Lumia 520

Prorosyjską propagandę w polskim internecie tworzą zorganizowane grupy

2 minuty czytania
Komentarze

Prorosyjska propaganda cały czas ma miejsce w Polsce. Jak ustalił Instytut Badań Internetu i Mediów Społecznościowych, obecnie działają w naszym kraju co najmniej trzy grupy komunikujące na rzecz Rosji. Grupy te zamieszczają dezinformujące treści choćby na facebookowych grupach.

Prorosyjska propaganda w polskim internecie

Instytut Badań Internetu i Mediów Społecznościowych poinformował dziś, że w przestrzeni polskiego internetu i mediów społecznościowych działają co najmniej trzy zorganizowane grupy komunikujące na rzecz Rosji. Eksperci IBIMS zidentyfikowali te grupy w ciągu ostatnich 48 godzin. Prorosyjskie narracje są powielane głównie na Facebooku i Twitterze. Grupy te prowadzą działalność poprzez implementację wpisów w wątkach dyskusyjnych dotyczących sytuacji na Ukrainie, ale także organizacji międzynarodowych (UE, NATO) oraz sytuacji gospodarczej Polski. Prowadzą one konta o jawnie prorosyjskiej orientacji i popierają rosyjską agresję na Państwo Ukraińskie — wyjaśnia IBIMS.

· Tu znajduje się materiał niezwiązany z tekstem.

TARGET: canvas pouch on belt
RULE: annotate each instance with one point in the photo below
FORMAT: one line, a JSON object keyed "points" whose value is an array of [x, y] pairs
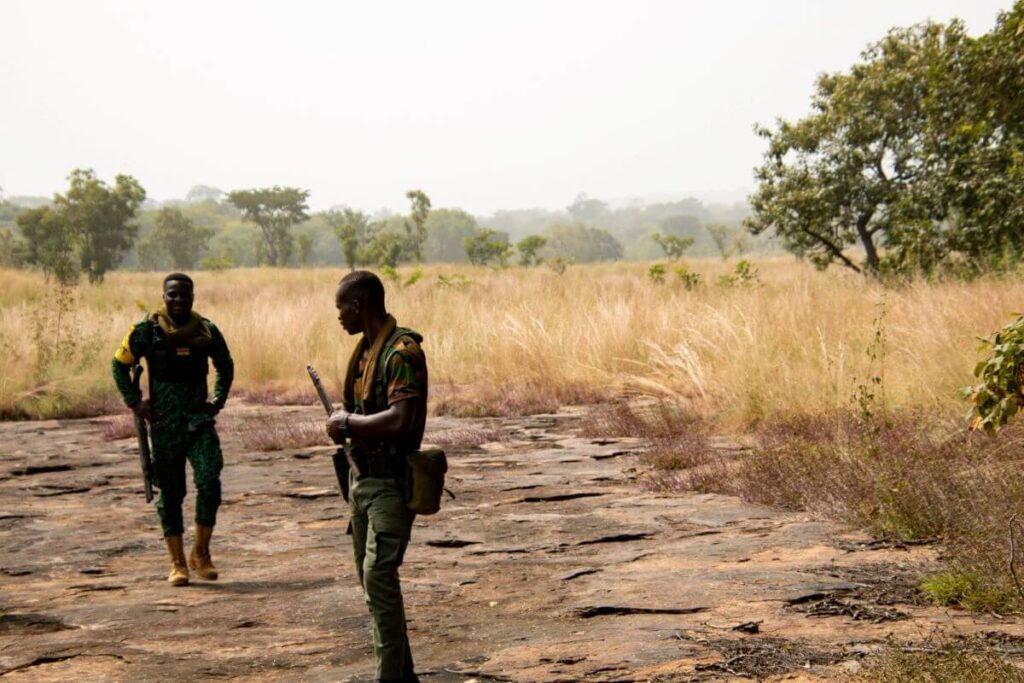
{"points": [[425, 480]]}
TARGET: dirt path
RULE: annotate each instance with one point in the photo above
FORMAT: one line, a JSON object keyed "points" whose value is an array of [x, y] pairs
{"points": [[552, 564]]}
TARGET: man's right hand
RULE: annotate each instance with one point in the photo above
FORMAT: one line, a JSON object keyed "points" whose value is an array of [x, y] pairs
{"points": [[142, 410]]}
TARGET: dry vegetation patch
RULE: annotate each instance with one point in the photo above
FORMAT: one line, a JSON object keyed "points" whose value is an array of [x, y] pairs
{"points": [[266, 432], [526, 340], [904, 477]]}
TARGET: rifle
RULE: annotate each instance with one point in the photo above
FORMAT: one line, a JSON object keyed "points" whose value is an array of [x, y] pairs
{"points": [[144, 456], [342, 458]]}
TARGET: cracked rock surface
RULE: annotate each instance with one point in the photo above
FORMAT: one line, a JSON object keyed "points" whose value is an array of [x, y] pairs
{"points": [[551, 564]]}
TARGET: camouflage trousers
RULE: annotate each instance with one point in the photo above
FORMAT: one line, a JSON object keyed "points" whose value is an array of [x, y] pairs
{"points": [[381, 524], [201, 447]]}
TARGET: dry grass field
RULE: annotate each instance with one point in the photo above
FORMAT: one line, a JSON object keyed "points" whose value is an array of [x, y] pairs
{"points": [[502, 342], [847, 389]]}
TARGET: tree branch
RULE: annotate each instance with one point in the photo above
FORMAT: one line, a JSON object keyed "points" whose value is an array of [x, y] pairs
{"points": [[833, 249]]}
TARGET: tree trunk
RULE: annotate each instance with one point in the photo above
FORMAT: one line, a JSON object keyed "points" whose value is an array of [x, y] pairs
{"points": [[867, 241]]}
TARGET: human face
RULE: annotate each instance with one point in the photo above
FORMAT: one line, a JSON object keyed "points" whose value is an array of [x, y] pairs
{"points": [[178, 299], [348, 312]]}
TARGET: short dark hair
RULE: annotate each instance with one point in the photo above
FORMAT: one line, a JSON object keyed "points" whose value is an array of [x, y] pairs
{"points": [[179, 276], [366, 287]]}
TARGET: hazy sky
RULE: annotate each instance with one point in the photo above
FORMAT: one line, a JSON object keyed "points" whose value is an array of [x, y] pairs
{"points": [[481, 104]]}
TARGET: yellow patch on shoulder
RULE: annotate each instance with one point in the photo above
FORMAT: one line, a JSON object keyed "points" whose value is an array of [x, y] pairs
{"points": [[124, 354]]}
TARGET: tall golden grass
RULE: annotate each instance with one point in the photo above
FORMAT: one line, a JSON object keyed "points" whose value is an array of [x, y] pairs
{"points": [[519, 340]]}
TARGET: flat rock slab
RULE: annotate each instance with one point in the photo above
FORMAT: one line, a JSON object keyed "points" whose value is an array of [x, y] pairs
{"points": [[551, 564]]}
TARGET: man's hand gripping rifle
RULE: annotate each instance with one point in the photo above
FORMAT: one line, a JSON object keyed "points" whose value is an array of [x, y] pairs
{"points": [[342, 457]]}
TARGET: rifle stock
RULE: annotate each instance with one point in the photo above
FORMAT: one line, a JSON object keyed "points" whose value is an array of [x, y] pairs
{"points": [[144, 455], [340, 463]]}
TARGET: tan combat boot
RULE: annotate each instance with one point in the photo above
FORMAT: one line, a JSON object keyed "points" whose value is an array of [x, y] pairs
{"points": [[200, 559], [179, 569]]}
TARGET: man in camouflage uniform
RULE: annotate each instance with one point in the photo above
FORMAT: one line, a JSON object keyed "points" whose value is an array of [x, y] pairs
{"points": [[176, 343], [384, 416]]}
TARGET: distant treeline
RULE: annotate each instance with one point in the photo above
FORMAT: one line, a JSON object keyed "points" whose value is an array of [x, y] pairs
{"points": [[94, 227]]}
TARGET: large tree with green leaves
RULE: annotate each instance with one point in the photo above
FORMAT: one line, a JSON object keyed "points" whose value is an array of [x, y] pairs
{"points": [[102, 217], [911, 161], [274, 210], [88, 228]]}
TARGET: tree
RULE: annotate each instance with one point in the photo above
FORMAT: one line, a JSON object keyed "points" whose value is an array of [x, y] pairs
{"points": [[101, 217], [673, 246], [13, 252], [528, 249], [487, 246], [177, 237], [854, 173], [416, 228], [88, 228], [274, 210], [446, 231], [52, 244], [353, 231]]}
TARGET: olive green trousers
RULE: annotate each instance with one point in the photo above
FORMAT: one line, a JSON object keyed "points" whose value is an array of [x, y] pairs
{"points": [[202, 450], [381, 525]]}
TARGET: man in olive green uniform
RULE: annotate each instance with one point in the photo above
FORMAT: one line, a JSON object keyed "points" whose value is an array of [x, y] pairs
{"points": [[177, 344], [384, 416]]}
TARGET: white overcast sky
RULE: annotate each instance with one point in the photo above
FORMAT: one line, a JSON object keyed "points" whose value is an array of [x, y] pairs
{"points": [[481, 104]]}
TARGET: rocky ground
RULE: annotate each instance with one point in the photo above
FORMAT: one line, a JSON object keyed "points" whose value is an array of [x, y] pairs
{"points": [[552, 563]]}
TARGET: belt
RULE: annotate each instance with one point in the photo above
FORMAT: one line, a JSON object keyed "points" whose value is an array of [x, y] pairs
{"points": [[379, 462]]}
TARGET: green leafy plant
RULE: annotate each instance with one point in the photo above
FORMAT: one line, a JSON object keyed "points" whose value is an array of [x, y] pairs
{"points": [[656, 273], [743, 274], [997, 397]]}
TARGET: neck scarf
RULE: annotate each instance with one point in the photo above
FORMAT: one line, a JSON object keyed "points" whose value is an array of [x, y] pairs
{"points": [[192, 333], [370, 370]]}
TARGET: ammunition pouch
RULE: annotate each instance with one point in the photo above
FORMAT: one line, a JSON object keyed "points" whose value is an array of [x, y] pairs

W ostatnim czasie grupy robocze szczególnie nasiliły dezinformację o dostępności paliw oraz próbują osłabić wizerunek polskich przedsiębiorstw. Blokowanie kont przez administracje portali społecznościowych niewiele daje, bo zaraz powstają kolejne. Wczoraj o godzinie 9:00 w polskim internecie przeprowadzono masowy atak dezinformacyjny na rzecz Rosji z ok. 300 kont. Z kolei po południu na facebookowych grupach zrzeszających przeciwników szczepień z 30 kont emitowano treści o charakterze anty-ukraińskim. Straszono też możliwym brakiem paliw na stacjach benzynowych.

Warto zwracać uwagę na to, co czytamy i z jakich źródeł pochodzą informacje. Szczególnie te, na które natrafiamy w mediach społecznościowych. W ostatnim czasie powstaje wiele nowych kont i stron próbujących wywołać sensację i wzbudzić niechęć Polaków do Ukraińców. Powyżej przykład z Twittera — zamazaliśmy dane, by nie wspierać takich działań i nie zwiększać zasięgów profilowi.

Czytaj także: Anonymous na cyberwojnie z Rosją — hakerzy chwalą się sukcesami

W niektórych przypadkach takie wpisy mogą być częścią zaplanowanej rosyjskiej dezinformacji. W innych autorami postów może kierować chęć zdobycia zasięgów i wypromowania konta, które w przyszłości zmieni swój charakter.